Extreme-temperature single-particle heat engine

Researchers created a single-particle engine with unprecedented temperature ratios by using noisy electric fields to synthesize reservoirs over 10^7 K. This extreme system exhibits giant thermodynamic fluctuations and dynamics that deviate from standard Brownian motion due to an effective position-dependent temperature. A theoretical model accounting for this multiplicative noise shows excellent agreement with the experimental data, offering a controllable platform to emulate complex stochastic processes.

Code

Microsoft Releases AI Call Center Stack with Voice, SMS, and Memory

This open-source project is an AI-powered call center solution built on a serverless Azure architecture, using Azure Communication Services and LLMs like gpt-4.1 and gpt-4.1-nano. It handles inbound/outbound calls via API, featuring real-time audio streaming to minimize latency. The system implements RAG for secure access to private data, supports fine-tuning on historical conversations, and offers deep monitoring with Application Insights and OpenLLMetry. It is highly customizable, allowing for custom prompts, data schemas, and brand-specific voices.

Show HN: Dexto – Connect your AI Agents with real-world tools and data

Dexto is a toolkit for building stateful, agentic applications by orchestrating LLMs, tools, and data. It uses a configuration-driven framework where agent behavior is defined in YAML, allowing for easy swapping of models and tools without code changes. The platform provides a runtime with session management, persistent memory, and native multimodal support, accessible via CLI, Web UI, APIs, or a TypeScript SDK, and integrates with external servers via the Model Context Protocol (MCP).

Show HN: Pipelex – declarative language for repeatable AI workflows (MIT)

Pipelex is an open-source framework for building structured and repeatable AI workflows as an alternative to monolithic prompts. It uses a human-readable .plx language to define pipelines composed of modular steps ("pipes") that operate on strongly-typed data structures ("Concepts"). A key feature is the ability to generate a complete, multi-step workflow from a single natural language command, which can then be executed via CLI or a Python SDK across various local and cloud-based LLMs.

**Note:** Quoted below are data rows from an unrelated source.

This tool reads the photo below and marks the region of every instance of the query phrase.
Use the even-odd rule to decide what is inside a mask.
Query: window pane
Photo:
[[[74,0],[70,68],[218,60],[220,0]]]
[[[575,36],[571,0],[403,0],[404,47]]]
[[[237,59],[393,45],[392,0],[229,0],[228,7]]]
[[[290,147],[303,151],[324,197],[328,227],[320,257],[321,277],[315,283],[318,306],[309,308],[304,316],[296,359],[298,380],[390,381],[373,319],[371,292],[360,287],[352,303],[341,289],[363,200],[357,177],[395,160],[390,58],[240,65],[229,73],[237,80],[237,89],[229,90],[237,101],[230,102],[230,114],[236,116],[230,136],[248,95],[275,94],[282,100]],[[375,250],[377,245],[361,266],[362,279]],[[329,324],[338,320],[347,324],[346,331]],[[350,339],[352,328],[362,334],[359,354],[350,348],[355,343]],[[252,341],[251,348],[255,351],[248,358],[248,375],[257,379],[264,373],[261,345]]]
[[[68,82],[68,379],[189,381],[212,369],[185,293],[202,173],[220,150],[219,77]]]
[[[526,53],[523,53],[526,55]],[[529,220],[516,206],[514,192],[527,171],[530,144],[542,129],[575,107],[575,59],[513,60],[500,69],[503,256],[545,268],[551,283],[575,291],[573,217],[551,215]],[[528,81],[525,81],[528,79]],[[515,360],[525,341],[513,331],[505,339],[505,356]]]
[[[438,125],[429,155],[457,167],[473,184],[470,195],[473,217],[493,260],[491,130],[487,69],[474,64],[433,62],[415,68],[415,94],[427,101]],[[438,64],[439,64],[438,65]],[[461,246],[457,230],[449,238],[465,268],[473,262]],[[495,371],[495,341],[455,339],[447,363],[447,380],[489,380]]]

AI-Trader: Compares different LLM models trading in the market

AI-Trader is a project that pits multiple LLMs against each other in a fully autonomous NASDAQ 100 trading competition. The agents operate with zero human intervention, using a tool-driven architecture based on the MCP toolchain to perform market research, analysis, and trade execution. The framework includes a historical replay environment with anti-look-ahead controls for fair evaluation, and current results show several models outperforming the QQQ baseline.

AI Agents from Scratch

This repository provides a hands-on guide to building AI agents from scratch using local LLMs and node-llama-cpp, without relying on high-level frameworks. It features a structured learning path with code examples that progressively introduce concepts from basic LLM interaction to function calling, memory, and the ReAct pattern. The project's goal is to provide a deep, first-principles understanding of how agent architectures function before using production tools.